Table 1 Basic Information of the Selected Datasets

Figure 1 Identification of DEGs in the brain of rats after stroke. (A). Volcano plot representing DEGs between MCAO/R groups and SHAM groups shows DEGs in GSE61616 and GSE97537 datasets, respectively. (B). Venn diagrams showing the overlaps of numbers of DEGs between 2 selected GEO datasets.

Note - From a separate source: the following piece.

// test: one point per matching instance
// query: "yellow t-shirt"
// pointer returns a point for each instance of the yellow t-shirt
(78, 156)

The GSE97537 microarray data were obtained from rat brain tissue 24 h after ischemia-reperfusion, and the GSE61616 microarray data were obtained from rat brain tissue 7 d after ischemia-reperfusion. One hundred seventy genes were differentially expressed in the early and late acute phase, and most were upregulated (Supplementary Material), despite the 6-day time span. Unfortunately, we could not determine whether these 170 genes were consistently differentially expressed throughout the acute phase or experienced fluctuations. Still, their expression was significantly increased during the time window of 24 h-7 d after ischemia-reperfusion; thus, we speculated there might be a close association between those genes and critical events that determine injury and repair of ischemic brain tissue.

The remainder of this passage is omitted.